AMID cautious optimism that the Omicron variant may have passed its peak – in London at least – there is one awkward question I hope the new variant forces us to address as a nation.

It is now widely understood that in exceptional situations it may be necessary to restrict people’s freedoms to stop our health services from falling over.

We all remember the distressing scenes from Lombardy at the start of the pandemic when doctors were having to ‘play god’ by making life-or-death decisions as to who to admit or not to admit into hospital.

We also understand better the non-Covid costs when hospitals are overwhelmed: 45,000 fewer people started cancer treatment in the first year of the pandemic, leading sadly to many early deaths.

Having a functioning health service is central to society so the public largely supported the three lockdowns to ‘protect the NHS’ even despite the cost to education and business.

This time the decision about whether to lock down was very finely balanced so it is not particularly surprising that Scotland and Wales chose one route while England followed another.

Plenty of red lights have been flashing: nearly one in ten NHS staff were absent on New Year’s Eve, with almost 50,000 at home sick or self-isolating. Some patients waited 40 hours for treatment at &Es.

Hospitalisations, only now seeing the impact of social mixing in the festive season, have risen to around 2,000 a day, getting on for halfway towards the unofficial ‘maximum’ of 4,000 a day after which the NHS starts to buckle.

But why are we having a debate about losing cherished freedoms because of something so solveable as NHS and care staff shortages?

When a virus is endemic – that is to say widespread but constrained because of vaccines – having enough NHS staff really can make the difference between liberty or lockdown.

But we have never been very good at training them – even before Omicron, the NHS had 93,000 vacancies, including shortages in every major specialty.

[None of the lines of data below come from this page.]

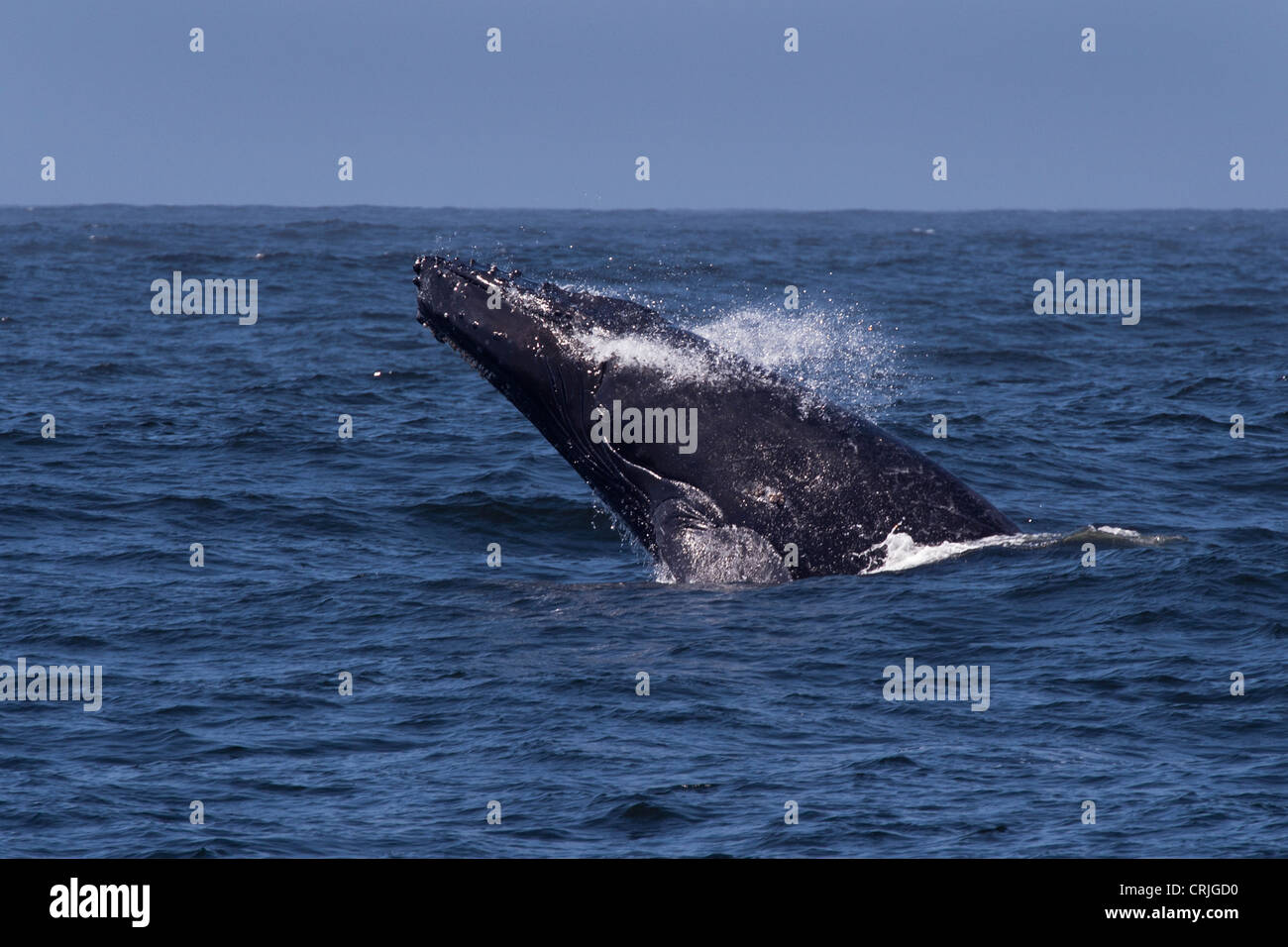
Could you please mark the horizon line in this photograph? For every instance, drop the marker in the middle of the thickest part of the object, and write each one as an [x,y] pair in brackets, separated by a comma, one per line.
[649,210]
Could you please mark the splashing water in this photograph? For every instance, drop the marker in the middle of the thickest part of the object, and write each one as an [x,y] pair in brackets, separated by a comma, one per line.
[836,355]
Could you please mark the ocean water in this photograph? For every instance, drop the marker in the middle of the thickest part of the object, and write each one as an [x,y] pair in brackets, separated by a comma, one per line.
[518,684]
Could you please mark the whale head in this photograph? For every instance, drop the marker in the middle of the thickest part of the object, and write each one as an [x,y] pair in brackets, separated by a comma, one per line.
[715,464]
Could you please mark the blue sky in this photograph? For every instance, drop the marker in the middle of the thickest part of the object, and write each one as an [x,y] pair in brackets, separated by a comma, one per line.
[704,89]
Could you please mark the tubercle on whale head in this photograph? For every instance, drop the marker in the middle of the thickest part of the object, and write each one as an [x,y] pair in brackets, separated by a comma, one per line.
[505,326]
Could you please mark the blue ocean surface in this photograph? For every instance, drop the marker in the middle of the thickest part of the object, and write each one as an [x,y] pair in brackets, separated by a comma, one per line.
[516,684]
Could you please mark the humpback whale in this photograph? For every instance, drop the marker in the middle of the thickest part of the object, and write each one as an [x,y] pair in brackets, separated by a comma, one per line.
[721,470]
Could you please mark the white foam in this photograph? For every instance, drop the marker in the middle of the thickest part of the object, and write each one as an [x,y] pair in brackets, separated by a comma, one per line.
[674,364]
[835,354]
[905,553]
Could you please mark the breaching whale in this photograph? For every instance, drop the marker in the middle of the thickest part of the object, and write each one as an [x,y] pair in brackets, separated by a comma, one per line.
[721,470]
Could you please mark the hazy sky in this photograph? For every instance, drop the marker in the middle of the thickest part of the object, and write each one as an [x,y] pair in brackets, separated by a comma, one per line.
[704,89]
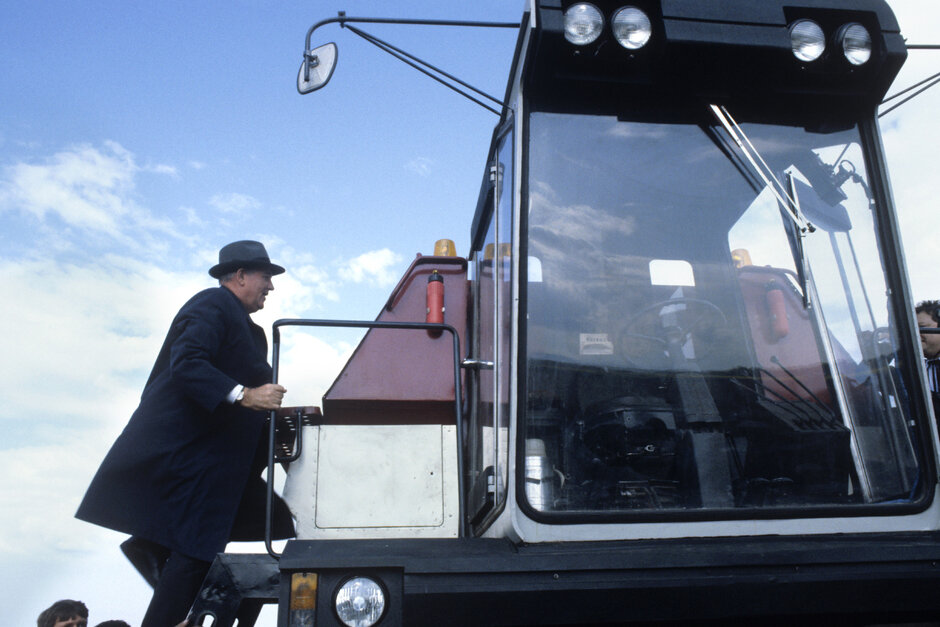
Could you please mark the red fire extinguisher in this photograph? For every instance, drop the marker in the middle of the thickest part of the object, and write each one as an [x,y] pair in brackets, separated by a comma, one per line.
[435,301]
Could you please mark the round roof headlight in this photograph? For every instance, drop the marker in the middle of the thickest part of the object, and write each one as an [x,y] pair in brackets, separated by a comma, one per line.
[856,43]
[360,602]
[631,28]
[807,40]
[583,23]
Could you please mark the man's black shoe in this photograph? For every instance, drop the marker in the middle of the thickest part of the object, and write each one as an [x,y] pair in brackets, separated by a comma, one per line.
[147,557]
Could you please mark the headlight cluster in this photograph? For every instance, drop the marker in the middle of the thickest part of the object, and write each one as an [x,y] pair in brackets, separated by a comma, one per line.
[360,602]
[808,41]
[584,23]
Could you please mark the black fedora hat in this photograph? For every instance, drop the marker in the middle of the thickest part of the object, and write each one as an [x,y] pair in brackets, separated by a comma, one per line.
[246,254]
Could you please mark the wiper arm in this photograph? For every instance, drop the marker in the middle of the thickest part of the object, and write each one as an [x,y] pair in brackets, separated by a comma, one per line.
[786,196]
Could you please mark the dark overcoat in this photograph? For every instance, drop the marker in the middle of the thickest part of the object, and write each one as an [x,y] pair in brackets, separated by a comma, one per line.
[178,472]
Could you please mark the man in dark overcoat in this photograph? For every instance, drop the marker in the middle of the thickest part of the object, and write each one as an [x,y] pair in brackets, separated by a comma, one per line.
[183,478]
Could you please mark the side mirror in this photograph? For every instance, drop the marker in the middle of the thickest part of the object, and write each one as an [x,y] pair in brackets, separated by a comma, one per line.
[317,68]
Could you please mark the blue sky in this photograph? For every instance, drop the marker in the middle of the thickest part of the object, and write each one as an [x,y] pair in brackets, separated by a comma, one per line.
[136,139]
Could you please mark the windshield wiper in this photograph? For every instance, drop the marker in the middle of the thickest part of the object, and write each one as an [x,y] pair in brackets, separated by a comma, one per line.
[786,196]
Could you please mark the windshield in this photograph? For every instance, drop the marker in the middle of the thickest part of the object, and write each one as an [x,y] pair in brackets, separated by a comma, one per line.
[706,318]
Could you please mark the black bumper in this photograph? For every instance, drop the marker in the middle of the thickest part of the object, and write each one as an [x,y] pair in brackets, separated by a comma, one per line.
[852,579]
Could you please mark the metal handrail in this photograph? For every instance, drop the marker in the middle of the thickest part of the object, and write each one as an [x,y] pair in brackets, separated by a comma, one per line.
[370,324]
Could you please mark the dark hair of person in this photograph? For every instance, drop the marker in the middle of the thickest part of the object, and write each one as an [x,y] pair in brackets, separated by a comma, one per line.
[930,307]
[61,610]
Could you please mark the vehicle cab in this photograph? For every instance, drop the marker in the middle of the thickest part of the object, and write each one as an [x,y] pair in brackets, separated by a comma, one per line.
[677,376]
[687,278]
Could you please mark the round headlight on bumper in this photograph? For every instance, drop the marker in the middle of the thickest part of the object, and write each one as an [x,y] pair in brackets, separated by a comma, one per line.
[360,602]
[807,40]
[631,27]
[856,43]
[583,23]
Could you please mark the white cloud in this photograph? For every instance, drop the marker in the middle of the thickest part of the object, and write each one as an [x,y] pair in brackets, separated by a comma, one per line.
[377,267]
[86,187]
[237,204]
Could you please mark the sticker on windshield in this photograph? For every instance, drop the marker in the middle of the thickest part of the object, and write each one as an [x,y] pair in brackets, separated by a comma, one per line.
[596,344]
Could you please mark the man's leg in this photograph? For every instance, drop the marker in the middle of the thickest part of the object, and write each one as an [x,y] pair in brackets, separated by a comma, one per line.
[175,591]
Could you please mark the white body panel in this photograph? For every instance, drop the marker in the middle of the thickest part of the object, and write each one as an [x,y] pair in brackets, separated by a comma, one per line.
[386,481]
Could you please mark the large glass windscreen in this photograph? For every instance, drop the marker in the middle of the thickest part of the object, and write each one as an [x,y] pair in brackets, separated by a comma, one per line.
[706,318]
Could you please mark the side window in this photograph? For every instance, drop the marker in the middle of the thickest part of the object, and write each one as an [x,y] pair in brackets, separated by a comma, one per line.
[490,346]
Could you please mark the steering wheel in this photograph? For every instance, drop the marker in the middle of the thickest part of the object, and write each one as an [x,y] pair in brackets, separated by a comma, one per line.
[647,338]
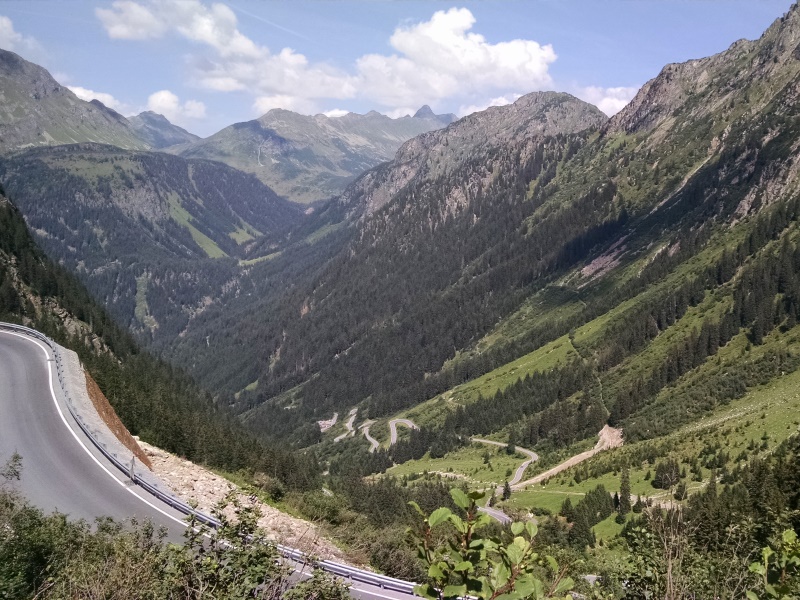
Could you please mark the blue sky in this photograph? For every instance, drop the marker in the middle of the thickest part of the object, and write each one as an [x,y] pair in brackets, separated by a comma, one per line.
[206,65]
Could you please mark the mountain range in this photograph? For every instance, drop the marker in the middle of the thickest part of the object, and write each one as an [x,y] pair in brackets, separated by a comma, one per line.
[311,158]
[35,110]
[480,243]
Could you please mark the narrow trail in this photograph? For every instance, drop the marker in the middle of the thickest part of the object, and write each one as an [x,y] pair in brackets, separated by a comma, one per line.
[328,423]
[348,425]
[609,438]
[532,457]
[374,444]
[393,428]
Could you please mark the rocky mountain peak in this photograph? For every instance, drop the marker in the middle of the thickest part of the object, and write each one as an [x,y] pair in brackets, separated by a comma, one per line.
[158,132]
[701,86]
[424,113]
[439,152]
[35,110]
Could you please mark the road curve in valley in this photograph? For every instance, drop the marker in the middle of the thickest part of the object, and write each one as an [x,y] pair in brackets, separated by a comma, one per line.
[608,438]
[373,443]
[393,428]
[61,468]
[532,457]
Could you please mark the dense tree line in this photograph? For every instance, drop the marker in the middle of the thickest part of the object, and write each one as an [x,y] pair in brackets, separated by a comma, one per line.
[154,400]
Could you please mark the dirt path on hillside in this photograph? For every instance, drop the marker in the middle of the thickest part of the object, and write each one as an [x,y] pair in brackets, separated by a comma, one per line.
[192,482]
[609,437]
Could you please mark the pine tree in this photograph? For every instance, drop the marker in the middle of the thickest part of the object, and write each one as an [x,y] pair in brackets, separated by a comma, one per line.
[581,534]
[625,492]
[506,491]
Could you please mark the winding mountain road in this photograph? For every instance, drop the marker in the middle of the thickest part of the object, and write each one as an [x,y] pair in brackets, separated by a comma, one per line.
[373,443]
[61,468]
[393,428]
[532,457]
[349,429]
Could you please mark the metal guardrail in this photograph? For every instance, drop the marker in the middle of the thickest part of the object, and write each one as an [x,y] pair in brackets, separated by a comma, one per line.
[382,581]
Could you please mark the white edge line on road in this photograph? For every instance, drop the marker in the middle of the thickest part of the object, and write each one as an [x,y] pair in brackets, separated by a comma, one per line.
[77,439]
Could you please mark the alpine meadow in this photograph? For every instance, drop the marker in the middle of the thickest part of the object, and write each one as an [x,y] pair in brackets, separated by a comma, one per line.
[499,349]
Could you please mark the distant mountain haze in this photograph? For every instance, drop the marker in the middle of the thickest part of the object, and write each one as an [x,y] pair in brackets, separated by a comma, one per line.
[157,131]
[311,158]
[35,110]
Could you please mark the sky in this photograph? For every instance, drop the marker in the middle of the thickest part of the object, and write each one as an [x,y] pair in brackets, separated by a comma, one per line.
[205,65]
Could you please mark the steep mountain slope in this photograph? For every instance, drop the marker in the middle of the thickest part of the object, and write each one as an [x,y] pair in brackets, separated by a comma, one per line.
[442,153]
[158,132]
[617,235]
[406,289]
[154,401]
[306,158]
[35,110]
[133,223]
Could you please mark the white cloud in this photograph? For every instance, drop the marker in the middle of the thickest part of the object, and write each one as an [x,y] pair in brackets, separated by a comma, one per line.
[335,113]
[264,104]
[609,100]
[441,58]
[498,101]
[403,111]
[16,42]
[89,95]
[435,60]
[129,20]
[168,104]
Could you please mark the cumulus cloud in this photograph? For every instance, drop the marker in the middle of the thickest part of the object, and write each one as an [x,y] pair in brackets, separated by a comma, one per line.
[168,104]
[335,113]
[89,95]
[435,60]
[441,58]
[266,103]
[16,42]
[498,101]
[609,100]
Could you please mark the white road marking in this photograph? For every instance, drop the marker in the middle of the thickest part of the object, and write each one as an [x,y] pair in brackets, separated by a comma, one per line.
[75,435]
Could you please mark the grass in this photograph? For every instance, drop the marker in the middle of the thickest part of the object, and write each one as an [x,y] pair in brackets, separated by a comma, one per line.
[548,356]
[765,416]
[466,464]
[322,232]
[142,310]
[255,261]
[183,218]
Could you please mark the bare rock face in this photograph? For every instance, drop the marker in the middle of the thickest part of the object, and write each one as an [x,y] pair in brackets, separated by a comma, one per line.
[437,153]
[708,86]
[35,110]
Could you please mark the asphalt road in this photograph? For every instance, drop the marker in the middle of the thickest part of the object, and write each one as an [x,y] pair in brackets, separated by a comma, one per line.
[393,428]
[61,469]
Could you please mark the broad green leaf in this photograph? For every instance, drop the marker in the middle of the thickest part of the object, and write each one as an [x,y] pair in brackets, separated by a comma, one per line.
[416,507]
[439,516]
[552,563]
[514,553]
[454,591]
[564,585]
[531,528]
[458,523]
[435,572]
[465,565]
[460,498]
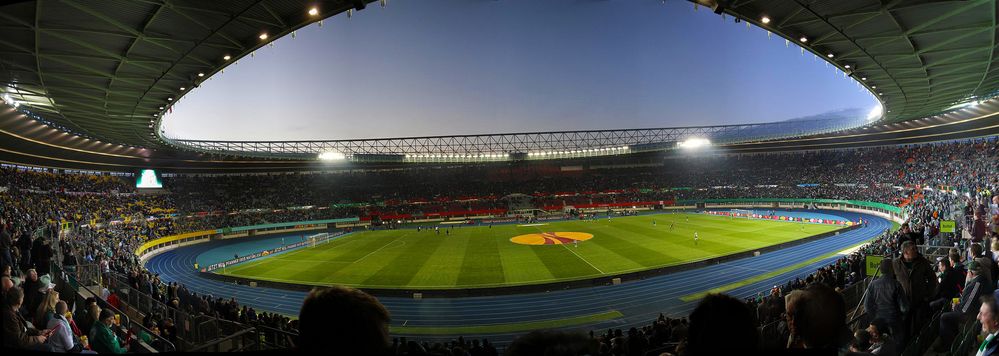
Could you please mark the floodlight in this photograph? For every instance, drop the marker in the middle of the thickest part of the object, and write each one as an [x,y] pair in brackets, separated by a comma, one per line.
[875,113]
[694,143]
[332,156]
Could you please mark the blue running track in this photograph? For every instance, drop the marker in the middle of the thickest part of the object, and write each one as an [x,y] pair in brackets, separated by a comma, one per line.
[639,301]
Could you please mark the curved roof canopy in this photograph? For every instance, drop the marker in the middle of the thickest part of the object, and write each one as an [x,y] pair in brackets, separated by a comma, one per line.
[107,70]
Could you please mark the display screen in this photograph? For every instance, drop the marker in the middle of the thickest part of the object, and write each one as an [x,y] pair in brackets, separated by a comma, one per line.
[148,179]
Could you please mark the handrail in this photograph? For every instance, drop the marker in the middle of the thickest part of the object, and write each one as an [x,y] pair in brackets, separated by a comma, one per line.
[68,278]
[218,341]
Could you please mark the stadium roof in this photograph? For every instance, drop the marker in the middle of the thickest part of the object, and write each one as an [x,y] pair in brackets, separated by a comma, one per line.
[100,74]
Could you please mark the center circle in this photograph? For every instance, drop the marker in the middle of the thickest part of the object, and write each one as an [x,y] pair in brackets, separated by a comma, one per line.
[551,238]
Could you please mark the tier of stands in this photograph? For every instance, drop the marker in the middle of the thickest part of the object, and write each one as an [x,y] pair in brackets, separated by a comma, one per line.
[54,222]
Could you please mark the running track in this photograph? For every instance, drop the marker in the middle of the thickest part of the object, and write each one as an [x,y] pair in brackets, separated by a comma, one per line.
[639,301]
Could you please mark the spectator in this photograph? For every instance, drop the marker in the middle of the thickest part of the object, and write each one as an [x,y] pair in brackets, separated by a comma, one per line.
[62,339]
[717,317]
[951,283]
[47,308]
[816,318]
[977,252]
[343,321]
[988,316]
[915,273]
[885,299]
[102,337]
[882,342]
[969,303]
[16,333]
[552,343]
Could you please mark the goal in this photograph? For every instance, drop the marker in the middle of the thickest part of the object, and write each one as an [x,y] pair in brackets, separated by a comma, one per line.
[319,239]
[741,213]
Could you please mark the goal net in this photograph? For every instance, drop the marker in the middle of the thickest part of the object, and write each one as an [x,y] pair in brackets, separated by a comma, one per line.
[741,213]
[319,239]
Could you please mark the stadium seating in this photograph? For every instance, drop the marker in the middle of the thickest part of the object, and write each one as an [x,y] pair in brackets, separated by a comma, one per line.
[103,220]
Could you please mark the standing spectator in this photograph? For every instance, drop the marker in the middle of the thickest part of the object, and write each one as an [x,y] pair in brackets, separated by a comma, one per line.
[16,333]
[915,273]
[951,282]
[977,253]
[721,315]
[343,321]
[886,300]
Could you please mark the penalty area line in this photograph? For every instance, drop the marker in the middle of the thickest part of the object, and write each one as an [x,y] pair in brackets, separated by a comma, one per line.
[581,257]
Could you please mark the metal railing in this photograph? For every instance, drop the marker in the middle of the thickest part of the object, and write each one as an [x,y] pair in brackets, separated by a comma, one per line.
[918,345]
[192,329]
[71,286]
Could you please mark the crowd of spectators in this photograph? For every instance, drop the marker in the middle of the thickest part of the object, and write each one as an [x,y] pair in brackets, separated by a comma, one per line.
[107,219]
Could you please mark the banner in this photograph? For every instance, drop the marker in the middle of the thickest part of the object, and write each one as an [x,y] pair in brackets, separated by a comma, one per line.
[947,226]
[873,262]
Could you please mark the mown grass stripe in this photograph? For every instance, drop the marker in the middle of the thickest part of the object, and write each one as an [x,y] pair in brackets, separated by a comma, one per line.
[506,328]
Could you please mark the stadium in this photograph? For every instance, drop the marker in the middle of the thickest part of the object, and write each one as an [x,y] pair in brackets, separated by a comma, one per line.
[598,221]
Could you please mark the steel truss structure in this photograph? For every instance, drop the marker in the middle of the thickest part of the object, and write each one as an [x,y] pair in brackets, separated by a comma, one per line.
[534,145]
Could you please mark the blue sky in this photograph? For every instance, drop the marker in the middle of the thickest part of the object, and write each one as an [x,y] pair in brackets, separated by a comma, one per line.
[442,67]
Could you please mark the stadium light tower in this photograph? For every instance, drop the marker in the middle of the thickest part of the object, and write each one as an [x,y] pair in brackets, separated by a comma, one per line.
[694,143]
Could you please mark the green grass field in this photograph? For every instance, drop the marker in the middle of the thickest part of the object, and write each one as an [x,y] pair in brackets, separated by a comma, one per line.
[475,257]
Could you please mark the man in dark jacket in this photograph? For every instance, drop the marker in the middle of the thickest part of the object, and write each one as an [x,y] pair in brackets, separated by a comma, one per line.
[885,299]
[967,308]
[951,283]
[915,273]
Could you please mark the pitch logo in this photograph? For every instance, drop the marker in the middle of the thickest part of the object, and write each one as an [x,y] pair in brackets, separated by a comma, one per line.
[551,238]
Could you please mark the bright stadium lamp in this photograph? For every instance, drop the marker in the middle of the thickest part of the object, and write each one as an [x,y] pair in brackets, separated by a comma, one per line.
[875,113]
[694,143]
[332,156]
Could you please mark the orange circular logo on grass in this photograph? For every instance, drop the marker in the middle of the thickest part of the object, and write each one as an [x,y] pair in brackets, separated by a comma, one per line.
[551,238]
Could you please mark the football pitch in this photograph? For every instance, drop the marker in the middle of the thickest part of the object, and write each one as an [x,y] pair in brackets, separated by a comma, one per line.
[508,255]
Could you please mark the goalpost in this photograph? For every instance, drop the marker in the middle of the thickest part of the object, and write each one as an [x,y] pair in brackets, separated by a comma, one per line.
[741,213]
[319,239]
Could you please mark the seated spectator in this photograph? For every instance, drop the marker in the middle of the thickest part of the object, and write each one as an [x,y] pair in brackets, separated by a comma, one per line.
[62,338]
[102,337]
[988,316]
[343,321]
[719,316]
[816,318]
[16,333]
[47,308]
[968,305]
[882,342]
[861,343]
[553,343]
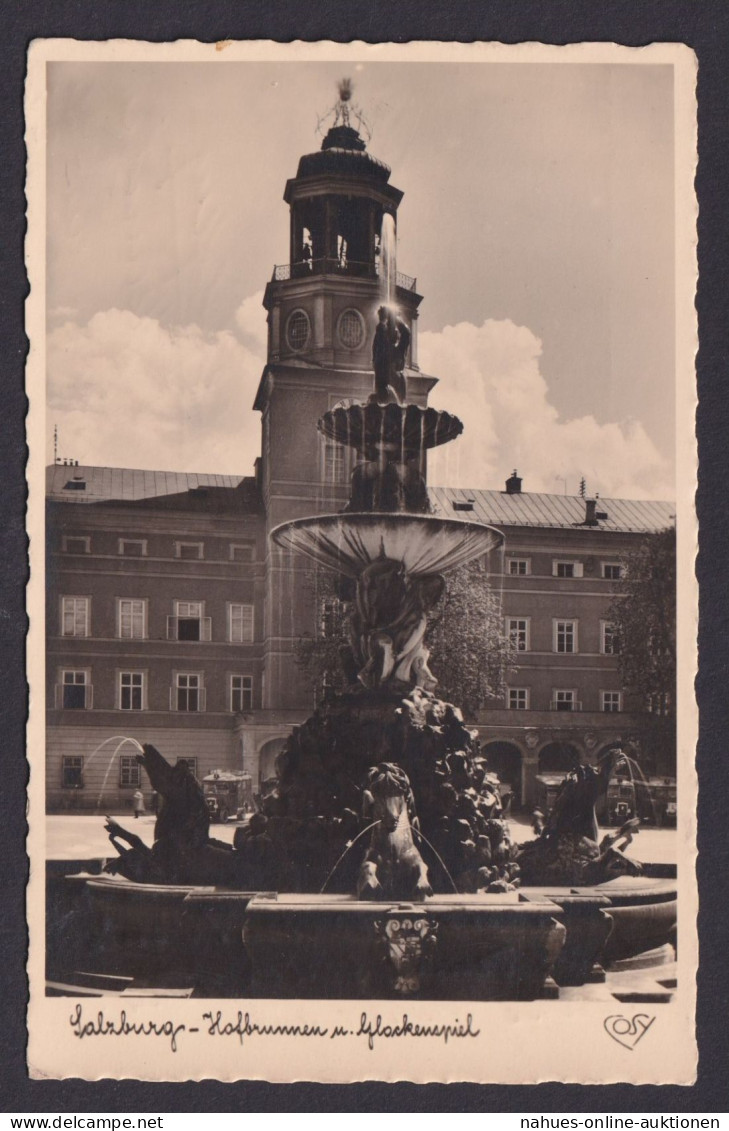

It is expensive to train new doctors, around £250,000 each time. But the cost of not training enough doctors is even higher – we spend

£6 billion every year on locum and agency staff.

The answer is to require an official body to do independent estimates every year as to the numbers we should be training in every specialty so we make sure we do train the numbers we need.

I have always felt strongly about this because of my interest in preventing avoidable harm and death in health systems through better patient safety.

Having enough doctors and nurses around during a shift is not the only way to do that – but it is a pretty important one.

When I was health secretary the number of clinicians went up by 40,000 and I set up five new medical schools – but we have still not baked in a way of making sure that, year in year out, we are training enough new staff.

Frustratingly the government rejected an amendment I proposed to the new Health and Care Bill to make this happen.

But all is not lost because that Bill is now in the Lords where Baroness Cumberlege has proposed a similar amendment, supported by many peers including the newly ennobled Lord Stevens, formerly Simon Stevens who used to be chief executive of the NHS.

I hope the link between insufficient staff and the greater likelihood of lockdowns in the future will cause a rethink this time.

Certainly if anyone asks me what my biggest wish for the health service is in the new year it is just that: sort out the staffing issues so we can look our brilliant staff in the eyes and say that while we know it is incredibly tough right now, we are at least making sure there is a long term solution in place.

And a very happy new year to all readers of my column.